Second Thesis: Women or the feminine element also exercise power by providing legitimation and redistributing of political and religious power among groups in a society. Godelier contends that Weiner refocuses attention on the role of women in constructing and legitimizing power. While women, as wives, are frequently lowered in status, as sisters, they frequently retain equal status to their brothers. For example, in Polynesia, the woman as a sister appears to control those goods associated with the sacred, the ancestors, and the gods.

To this, Godelier adds a third thesis.

Third thesis: The social is not just the sum of alienable and inalienable goods, but is brought into existence by the difference and inter-dependence of these two spheres of exchange. Maintaining society thus requires not keeping-while-giving, but "keeping-for-giving and giving-for-keeping."

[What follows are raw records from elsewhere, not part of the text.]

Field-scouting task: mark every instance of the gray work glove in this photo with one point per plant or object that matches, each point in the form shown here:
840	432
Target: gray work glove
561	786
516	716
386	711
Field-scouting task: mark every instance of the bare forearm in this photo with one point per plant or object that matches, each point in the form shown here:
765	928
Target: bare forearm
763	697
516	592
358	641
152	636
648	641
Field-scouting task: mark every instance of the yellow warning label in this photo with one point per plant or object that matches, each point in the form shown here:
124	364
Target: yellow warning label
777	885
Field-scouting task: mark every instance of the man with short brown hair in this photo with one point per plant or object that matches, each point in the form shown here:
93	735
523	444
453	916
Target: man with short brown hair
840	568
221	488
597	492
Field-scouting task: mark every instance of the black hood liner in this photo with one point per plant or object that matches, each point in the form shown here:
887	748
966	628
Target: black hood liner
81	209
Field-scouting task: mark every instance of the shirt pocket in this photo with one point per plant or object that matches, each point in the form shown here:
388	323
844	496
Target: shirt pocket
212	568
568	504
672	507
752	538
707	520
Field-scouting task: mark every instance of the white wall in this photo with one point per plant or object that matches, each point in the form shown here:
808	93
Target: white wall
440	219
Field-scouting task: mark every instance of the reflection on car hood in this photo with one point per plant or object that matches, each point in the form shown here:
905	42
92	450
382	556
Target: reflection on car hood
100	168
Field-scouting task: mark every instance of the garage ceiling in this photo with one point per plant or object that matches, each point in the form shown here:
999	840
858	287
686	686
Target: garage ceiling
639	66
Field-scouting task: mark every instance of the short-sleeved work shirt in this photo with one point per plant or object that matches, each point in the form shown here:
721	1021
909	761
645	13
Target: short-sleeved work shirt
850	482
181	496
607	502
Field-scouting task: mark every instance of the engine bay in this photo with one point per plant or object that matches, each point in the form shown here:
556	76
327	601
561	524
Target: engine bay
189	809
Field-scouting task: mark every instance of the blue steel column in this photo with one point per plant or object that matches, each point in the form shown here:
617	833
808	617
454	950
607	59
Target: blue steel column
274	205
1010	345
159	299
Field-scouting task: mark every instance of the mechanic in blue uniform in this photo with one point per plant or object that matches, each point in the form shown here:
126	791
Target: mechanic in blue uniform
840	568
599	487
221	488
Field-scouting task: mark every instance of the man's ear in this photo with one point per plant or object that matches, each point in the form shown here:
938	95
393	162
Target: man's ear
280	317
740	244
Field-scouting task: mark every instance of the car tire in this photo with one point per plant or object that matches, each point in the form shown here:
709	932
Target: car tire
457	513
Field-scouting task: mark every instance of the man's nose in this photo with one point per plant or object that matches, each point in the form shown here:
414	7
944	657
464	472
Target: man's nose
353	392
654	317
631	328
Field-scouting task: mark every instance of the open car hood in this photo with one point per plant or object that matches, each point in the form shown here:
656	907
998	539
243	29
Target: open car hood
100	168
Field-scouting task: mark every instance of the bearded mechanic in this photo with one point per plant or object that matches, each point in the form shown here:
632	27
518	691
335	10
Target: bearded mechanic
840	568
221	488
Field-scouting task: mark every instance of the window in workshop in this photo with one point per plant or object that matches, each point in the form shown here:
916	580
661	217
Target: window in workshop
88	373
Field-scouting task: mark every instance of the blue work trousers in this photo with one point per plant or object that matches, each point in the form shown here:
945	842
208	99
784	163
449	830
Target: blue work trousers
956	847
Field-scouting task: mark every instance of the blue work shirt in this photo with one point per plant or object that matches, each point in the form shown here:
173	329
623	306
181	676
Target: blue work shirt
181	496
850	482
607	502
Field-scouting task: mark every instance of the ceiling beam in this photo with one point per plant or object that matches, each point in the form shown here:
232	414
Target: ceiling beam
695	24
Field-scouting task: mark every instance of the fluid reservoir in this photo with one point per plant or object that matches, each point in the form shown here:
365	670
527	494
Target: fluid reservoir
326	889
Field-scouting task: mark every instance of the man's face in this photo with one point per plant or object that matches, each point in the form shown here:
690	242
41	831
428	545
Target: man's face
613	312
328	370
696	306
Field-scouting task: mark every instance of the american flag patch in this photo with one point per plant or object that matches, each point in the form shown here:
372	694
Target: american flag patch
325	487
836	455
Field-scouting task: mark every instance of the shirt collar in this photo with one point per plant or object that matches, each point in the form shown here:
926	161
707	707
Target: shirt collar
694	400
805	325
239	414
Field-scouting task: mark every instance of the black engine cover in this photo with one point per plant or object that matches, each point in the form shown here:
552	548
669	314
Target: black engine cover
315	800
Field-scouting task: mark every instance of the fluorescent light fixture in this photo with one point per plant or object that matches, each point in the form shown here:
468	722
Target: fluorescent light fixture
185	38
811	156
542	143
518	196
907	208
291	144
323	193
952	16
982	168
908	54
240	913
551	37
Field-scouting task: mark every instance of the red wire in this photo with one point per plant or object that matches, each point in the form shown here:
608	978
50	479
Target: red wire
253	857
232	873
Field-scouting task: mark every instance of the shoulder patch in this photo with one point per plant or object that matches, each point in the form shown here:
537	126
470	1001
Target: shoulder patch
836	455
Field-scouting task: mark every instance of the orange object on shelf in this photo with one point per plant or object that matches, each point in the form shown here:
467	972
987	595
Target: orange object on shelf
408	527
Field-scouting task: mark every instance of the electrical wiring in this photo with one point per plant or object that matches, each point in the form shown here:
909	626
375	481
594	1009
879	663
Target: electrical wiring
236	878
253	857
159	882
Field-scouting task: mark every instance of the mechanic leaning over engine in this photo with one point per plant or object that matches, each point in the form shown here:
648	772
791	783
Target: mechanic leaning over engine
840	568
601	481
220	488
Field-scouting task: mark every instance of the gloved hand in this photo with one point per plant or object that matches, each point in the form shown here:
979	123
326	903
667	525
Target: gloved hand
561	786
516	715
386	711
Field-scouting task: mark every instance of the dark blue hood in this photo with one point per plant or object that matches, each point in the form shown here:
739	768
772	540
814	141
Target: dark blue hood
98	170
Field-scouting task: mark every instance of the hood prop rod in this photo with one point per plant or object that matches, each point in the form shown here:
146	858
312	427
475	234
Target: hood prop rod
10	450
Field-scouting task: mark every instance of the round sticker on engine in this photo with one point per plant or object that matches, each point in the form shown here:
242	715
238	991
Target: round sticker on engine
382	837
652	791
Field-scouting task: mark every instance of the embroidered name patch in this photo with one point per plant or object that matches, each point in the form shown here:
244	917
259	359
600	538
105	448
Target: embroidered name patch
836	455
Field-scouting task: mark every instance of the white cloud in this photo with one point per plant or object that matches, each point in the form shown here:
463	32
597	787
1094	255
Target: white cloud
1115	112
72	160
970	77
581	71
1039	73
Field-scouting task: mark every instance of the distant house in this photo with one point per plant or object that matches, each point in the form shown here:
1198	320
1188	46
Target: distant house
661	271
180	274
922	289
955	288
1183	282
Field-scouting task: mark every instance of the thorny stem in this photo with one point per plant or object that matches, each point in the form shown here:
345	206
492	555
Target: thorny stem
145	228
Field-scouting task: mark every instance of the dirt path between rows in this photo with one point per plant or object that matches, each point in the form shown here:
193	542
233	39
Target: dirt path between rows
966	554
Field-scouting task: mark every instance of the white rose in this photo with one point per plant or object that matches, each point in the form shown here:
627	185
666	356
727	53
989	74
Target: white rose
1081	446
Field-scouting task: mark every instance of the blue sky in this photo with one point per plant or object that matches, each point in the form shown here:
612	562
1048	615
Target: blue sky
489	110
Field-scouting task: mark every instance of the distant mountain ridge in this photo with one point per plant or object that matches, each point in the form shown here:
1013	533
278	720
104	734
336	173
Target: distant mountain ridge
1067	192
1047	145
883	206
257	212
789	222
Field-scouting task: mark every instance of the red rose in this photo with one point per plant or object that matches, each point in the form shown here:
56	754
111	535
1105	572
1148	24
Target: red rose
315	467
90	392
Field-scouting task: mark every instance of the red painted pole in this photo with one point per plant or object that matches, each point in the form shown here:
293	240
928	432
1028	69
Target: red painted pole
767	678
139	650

== Related anthropologists on exchange theory ==
- Emile Durkheim "describes how exchange involves an intensive bonding more formidable than mere economic relations. Social cohesiveness occurs because one person is always dependent on another to achieve a feeling of completeness". This comes into being via the domain of the sacred ritual that involves communal participation even as it encompasses the moment in a higher order of sacredness.
- Bronisław Malinowski wrote Argonauts of the Western Pacific. Malinowski was a pioneer of ethnographic fieldwork in the Trobriand Islandes and researched Kula exchange. His work was later re-analyzed by Mauss and subsequently by other anthropologists.
- Marcel Mauss wrote The Gift. He was a pioneer in the study of gift exchange. Mauss was concerned only with the relations formed by the circulation of things that men produce, and not with the relations that men form while they produce things. He is concerned, in particular, with why people give gifts, and why they feel the obligation to make a return. In fact, he contended that inalienability is based on or legitimized by the belief that there is present in the object a power, a spirit, a spiritual reality that binds it to the giver, and which accompanies the object wherever it goes. This spirit then wishes to return to its source the original giver.
- Marshall Sahlins wrote Stone Age Economics. Sahlins disagreed with Mauss on several points and contended that "the freedom to gain at others' expense is not envisioned by the relations and forms of exchange." Moreover, "The material flow underwrites or initiates social relations…. Persons and groups confront each other not merely as distinct interests but with the possible inclination and certain right to physically prosecute these interests."
- Claude Lévi-Strauss applauded Marcel Mauss for his efforts even as he criticized him of not perceiving that "the primary fundamental phenomena (of social life) is exchange itself." He believed that "society is better understood in terms of language than from the standpoint of any other paradigm." Moreover, he thought that anthropologists and ethnographers, particularly Mauss, were becoming confused by the languages of those they ethnographically studied, resulting in obscure theories that didn't really make sense. He advocated structuralist analysis in an attempt to clear up certain confusions caused by Mauss' work.
- Maurice Godelier wrote The Enigma of the Gift. Godelier expanded on Weiner's work by maintaining that society requires not keeping-while-giving, but "keeping-for-giving and giving-for-keeping."

== Importance ==

Economists have often shunned the idea of pondering exactly why people want goods. Goods serve many purposes beyond what classical economists might theorize. Goods can serve as systems of social communication according to Mary Douglas, a prominent anthropologist. In fact, anthropology in general is important to economics because it talks about the socio-cultural relationships in economy and economy itself as a cultural system that is not just market-based. Moreover, entire industries are often based on gift giving such as the pharmaceutical industry. In addition, gift-giving plays an important role in the cultural development of how social and business relations evolve in major economies such as in the case of the Chinese.

The concept has also been applied to objects in works of fiction, such as the One Ring in The Lord of the Rings.